In such events it’s always useful to provide a guarantee. For example, a friend from (B) school was in town last week and expressed an interest in meeting other batchmates in Bangalore. A mail thread was promptly started but until the morning of the event, people remained mostly noncommittal. Not many of us knew this guy particularly well, though he is generally well-liked. So none of us really wanted to land up and be among only one or two people along with this guy.
And then there was a guarantee. One other guy sent a mail saying he’d booked a table at a bar, and this sent a strong signal that this guy was going to be there too. Then there were a couple of other very positive replies and the guarantee having been set, some seven or eight people turned up and the meeting can be called a “success”.
Sometimes when you’re trying to organise an event, it makes sense to get unconditional attendance guarantees from a couple of people before you send out the invite to the wider world. So you tell people that “X and Y” (the early guarantors) are definitely coming, and that will pull in more people, and that can be the trigger in making the event a success! In certain circles, X and Y need to be celebrities. In smaller circles, they can be common men (or women), but people whose guarantees of attendance are generally trusted (i.e. people who don’t have a history of standing up people)!
Another small reunion of my B-school batch happened last month and in the run-up to that I realised another thing about RSVPs – yeses should be public and noes private. One guy took initiative and mailed a bunch of us proposing we meet. I hit reply all on purpose to say that it was a great idea and confirm my attendance. Soon there was another public reply confirming attendance and this snowballed to give us a successful event.
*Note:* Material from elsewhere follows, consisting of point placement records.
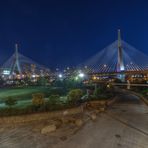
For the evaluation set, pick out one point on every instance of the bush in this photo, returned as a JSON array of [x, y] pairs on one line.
[[38, 99], [75, 95], [10, 102], [54, 99]]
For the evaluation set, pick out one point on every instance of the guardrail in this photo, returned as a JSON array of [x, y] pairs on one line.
[[126, 84]]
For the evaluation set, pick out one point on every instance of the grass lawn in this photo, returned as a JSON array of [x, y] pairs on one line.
[[22, 93]]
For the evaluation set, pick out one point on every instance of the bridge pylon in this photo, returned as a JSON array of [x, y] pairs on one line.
[[16, 64], [120, 63]]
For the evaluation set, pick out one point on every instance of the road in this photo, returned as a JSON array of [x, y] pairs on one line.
[[124, 125]]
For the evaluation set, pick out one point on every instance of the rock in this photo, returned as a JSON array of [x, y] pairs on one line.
[[93, 117], [97, 111], [102, 109], [48, 129], [78, 122], [65, 113]]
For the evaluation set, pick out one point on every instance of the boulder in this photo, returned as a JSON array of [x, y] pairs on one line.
[[102, 109], [78, 122], [48, 129], [93, 116], [65, 112]]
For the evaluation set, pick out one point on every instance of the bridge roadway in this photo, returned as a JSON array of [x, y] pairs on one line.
[[124, 125]]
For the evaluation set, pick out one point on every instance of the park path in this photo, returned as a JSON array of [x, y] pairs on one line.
[[124, 125]]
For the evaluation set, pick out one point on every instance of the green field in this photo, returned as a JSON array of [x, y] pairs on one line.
[[22, 93]]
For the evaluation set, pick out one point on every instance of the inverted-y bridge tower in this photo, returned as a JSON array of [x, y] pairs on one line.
[[120, 63], [16, 64]]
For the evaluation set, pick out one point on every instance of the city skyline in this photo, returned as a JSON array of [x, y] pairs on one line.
[[59, 34]]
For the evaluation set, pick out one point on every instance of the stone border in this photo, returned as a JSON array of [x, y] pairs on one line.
[[39, 116], [137, 94]]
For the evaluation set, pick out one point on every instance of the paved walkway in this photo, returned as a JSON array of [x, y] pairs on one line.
[[124, 125]]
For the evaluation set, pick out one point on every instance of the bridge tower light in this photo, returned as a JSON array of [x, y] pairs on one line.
[[120, 64]]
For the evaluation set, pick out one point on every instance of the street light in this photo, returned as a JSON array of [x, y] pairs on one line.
[[60, 75], [81, 75]]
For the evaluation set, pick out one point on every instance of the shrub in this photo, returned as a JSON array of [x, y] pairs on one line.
[[38, 99], [75, 95], [10, 102], [54, 99]]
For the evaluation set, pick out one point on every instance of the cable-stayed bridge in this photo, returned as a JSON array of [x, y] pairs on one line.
[[118, 57]]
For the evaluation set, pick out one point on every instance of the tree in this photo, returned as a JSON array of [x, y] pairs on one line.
[[38, 99], [10, 102], [75, 95], [54, 99]]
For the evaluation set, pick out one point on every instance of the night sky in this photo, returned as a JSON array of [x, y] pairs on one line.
[[59, 33]]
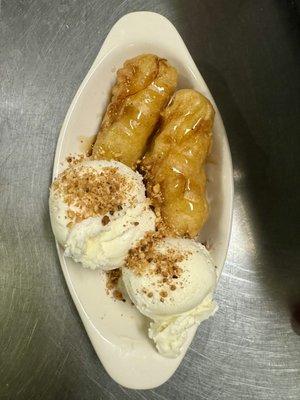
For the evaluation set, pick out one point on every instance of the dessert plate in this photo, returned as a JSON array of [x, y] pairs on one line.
[[117, 330]]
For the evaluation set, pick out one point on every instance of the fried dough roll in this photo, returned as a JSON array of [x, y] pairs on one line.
[[174, 166], [144, 86]]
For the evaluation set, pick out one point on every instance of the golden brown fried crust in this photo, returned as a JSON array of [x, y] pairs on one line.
[[174, 165], [143, 88]]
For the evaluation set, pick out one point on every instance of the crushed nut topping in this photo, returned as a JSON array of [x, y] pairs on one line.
[[144, 258], [92, 193]]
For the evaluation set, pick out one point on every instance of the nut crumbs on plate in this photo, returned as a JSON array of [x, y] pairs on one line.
[[92, 193]]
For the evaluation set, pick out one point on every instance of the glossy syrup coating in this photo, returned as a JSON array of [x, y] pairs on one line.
[[174, 165], [144, 86]]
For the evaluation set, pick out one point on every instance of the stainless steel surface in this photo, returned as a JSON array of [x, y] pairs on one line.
[[248, 54]]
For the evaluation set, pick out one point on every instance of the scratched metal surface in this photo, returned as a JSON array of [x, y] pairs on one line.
[[247, 52]]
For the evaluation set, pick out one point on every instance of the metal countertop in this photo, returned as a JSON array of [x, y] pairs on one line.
[[248, 53]]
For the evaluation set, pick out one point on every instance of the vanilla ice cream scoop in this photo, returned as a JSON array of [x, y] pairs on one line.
[[171, 281], [98, 211]]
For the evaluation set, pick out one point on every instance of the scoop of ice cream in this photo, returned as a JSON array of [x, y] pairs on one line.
[[98, 211], [173, 286]]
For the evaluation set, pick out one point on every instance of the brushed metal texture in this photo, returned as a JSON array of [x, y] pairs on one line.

There were a few invitees we didn’t hear from, who didn’t attend, and I assume they had replied privately to the invite in the negative.
The problem with events on Facebook is that your RSVP is public irrespective of your reply – so even if you say no, everyone knows you’ve said “no”. And so you think it’s rude to say “no”, and say “yes” just out of politeness, even though you have no intentions of attending.
I’ve attended a few events where the hosts estimated attendance based on a Facebook invite and grossly overestimated attendance – too many people had hit “yes” out of sheer politeness.
So the ideal protocol should be “public yes, private no”. Facebook should consider giving this as an option to event creators so that people reveal their true preferences in the RSVP rather than saying “yes” out of sheer politeness.
In that sense it’s like a Vickery auction whose basic design principle is that people reveal their true willingness to pay and not underbid to avoid the winner’s curse!